Good questions, they’re very general – here’s my (unofficial) recommendations. I’m still gaining lots of experience with these kinds of things, so take these at face value (“use at your own risk” kind of thing). But if nothing else it might be something to think about or consider more deeply.
I’m not really sure what you mean by this; but if you find a vulnerability, typically disclose it privately until it’s fixed and deployed (if applicable). If you are talking about the other way around, be conservative when taking on new dependencies – you get code for free, yes, but you also are taking a risk that the upstream library might stop being developed or be found to be vulnerable or even compromised (owner’s password is guessed and doesn’t have 2FA, etc.). If worse comes to worst, fork the upstream, fix it yourself, and update your own software. Either that or find a different dependency that doesn’t have the same problem and switch.
Do it at the right time: make sure you know as much about the issue as you can. Be real. Make the length of the communication proportional to the severity of the issue. If you produce a 5-page writeup about something that’s not a big deal or only affected ~1% of users, there might still be technical value there, but it might also scare a lot of people unnecessarily.

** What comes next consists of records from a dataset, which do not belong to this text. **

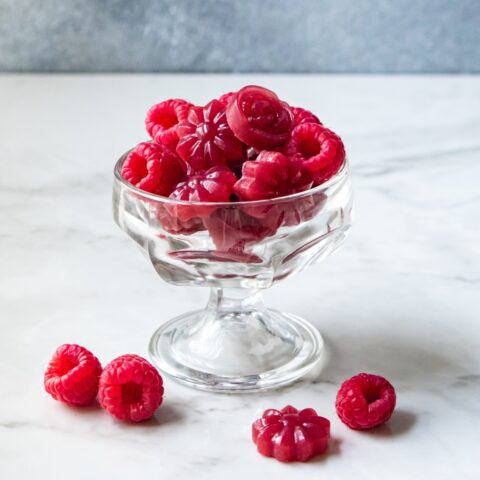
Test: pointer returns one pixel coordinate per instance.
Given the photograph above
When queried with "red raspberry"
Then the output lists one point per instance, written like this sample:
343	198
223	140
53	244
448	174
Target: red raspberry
131	389
72	375
162	119
214	185
271	175
153	168
206	139
291	435
365	401
169	220
258	118
226	97
319	150
301	115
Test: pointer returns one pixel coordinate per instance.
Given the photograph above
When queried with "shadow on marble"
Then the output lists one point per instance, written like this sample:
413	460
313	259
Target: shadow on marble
403	359
401	422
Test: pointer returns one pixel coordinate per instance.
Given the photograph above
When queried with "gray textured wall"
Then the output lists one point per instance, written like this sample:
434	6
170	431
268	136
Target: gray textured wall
242	36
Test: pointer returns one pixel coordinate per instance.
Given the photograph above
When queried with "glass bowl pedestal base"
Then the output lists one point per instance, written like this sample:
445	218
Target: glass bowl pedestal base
236	345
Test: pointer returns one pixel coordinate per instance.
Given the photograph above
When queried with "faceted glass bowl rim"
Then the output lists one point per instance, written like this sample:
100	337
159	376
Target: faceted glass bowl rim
337	178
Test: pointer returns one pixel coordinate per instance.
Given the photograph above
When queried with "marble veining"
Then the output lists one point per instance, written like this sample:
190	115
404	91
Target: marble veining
401	298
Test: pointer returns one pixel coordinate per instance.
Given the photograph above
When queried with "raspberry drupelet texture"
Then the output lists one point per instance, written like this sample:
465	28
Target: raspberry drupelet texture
72	375
291	435
153	168
258	118
365	401
319	150
162	119
271	175
226	97
130	389
206	140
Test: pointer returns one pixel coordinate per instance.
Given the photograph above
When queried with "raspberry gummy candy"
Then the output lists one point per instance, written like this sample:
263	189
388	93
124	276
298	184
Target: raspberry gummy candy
153	168
131	389
162	119
365	401
72	375
259	119
318	149
271	175
291	435
206	140
214	185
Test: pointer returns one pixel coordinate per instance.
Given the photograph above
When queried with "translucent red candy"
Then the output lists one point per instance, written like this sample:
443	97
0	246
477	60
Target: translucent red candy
72	375
206	139
214	185
301	115
318	149
365	401
271	175
153	168
258	118
291	435
234	231
162	119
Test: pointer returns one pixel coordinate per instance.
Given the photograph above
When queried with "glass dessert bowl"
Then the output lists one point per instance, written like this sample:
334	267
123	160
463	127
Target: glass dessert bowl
235	343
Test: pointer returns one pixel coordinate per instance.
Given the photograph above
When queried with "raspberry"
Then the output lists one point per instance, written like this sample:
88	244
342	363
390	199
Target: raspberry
162	119
214	185
365	401
301	115
258	118
72	375
271	175
291	435
206	139
130	389
153	168
226	97
168	218
319	150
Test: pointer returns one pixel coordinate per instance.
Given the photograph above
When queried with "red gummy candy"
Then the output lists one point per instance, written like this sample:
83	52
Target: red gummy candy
162	119
259	119
131	389
234	231
271	175
153	168
291	435
206	140
301	115
365	401
214	185
72	375
319	150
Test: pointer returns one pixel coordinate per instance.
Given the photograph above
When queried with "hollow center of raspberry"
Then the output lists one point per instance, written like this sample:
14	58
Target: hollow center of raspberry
64	365
309	147
131	393
166	120
371	396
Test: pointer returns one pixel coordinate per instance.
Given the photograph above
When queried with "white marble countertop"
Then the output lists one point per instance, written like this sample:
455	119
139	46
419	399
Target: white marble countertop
401	298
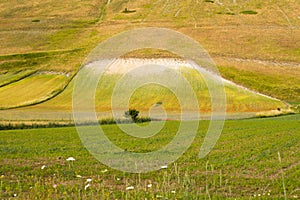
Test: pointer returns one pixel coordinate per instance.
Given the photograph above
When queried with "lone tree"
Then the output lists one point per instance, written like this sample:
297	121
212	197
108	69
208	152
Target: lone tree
133	113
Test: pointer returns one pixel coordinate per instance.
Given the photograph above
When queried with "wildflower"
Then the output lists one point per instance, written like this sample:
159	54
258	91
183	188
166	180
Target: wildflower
130	188
70	159
87	186
88	180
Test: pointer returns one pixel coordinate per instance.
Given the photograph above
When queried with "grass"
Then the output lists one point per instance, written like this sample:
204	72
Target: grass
243	165
52	44
276	81
248	12
33	89
238	99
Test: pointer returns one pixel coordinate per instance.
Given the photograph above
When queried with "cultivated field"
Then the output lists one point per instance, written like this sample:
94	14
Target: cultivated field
254	158
255	46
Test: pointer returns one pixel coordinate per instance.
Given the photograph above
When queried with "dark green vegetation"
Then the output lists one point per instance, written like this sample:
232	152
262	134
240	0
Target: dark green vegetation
252	158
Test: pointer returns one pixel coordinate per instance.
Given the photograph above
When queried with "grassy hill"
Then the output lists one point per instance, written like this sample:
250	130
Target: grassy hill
254	43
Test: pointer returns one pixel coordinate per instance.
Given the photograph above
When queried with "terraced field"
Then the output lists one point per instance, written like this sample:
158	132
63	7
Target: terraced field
31	90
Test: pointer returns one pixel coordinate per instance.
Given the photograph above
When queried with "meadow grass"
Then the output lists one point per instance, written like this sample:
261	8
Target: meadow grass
32	89
43	35
244	164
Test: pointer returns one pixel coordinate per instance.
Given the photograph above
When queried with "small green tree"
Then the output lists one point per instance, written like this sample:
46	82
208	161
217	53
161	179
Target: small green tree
133	113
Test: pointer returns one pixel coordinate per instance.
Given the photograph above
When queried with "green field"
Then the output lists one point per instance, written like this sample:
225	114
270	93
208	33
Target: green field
244	164
254	44
46	36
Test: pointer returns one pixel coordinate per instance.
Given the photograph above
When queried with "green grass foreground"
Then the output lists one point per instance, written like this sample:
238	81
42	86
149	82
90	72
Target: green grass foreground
254	158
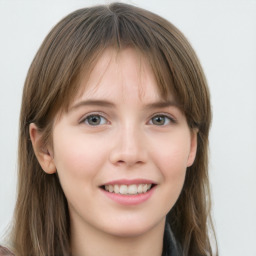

As in, how do you encourage people to update? Do your best to communicate the new version is available and why people should update (without overreacting of course). A casual, but professional, tone is more approachable and will intrigue more people and invite them to update. I think auto-update mechanisms (like what browsers have), when done properly, have extreme value here. But they’re hard to do right. I maintain a mailing list with basic information about updates and always refer people to the full release notes. (Also, pre-1.0 might be different than post-1.0; with pre-1.0 I expect people to always read release notes. And I try to communicate that. Post-1.0, users should be able to trust that 1.1.2 → 1.1.3 won’t break them.)
With Caddy, we adopt new protocol versions as soon as possible for their security and performance merits. If they’re not yet stable or totally reliable, we make them opt-in (like QUIC currently is). We remove old/broken ones immediately and without regard for old clients. It’s harsh, but hitting the ground running like this we might be able to pull it off. We do keep some selected old cipher still available if users really want to enable them, but we discourage it in the docs… you kind of have to find the right balance. Even post-1.0, I’m betting our compatibility guarantee will make an exception for security protocols.
Nope, in Caddy, some TLS features can’t be changed by the user. For example, we don’t let them remove TLS_FALLBACK_SCSV from the cipher suites.
And yeah, these are all hard problems. A lot depends on your situation; your goals, how important security vs. productivity, usability, customizability, etc. are to you.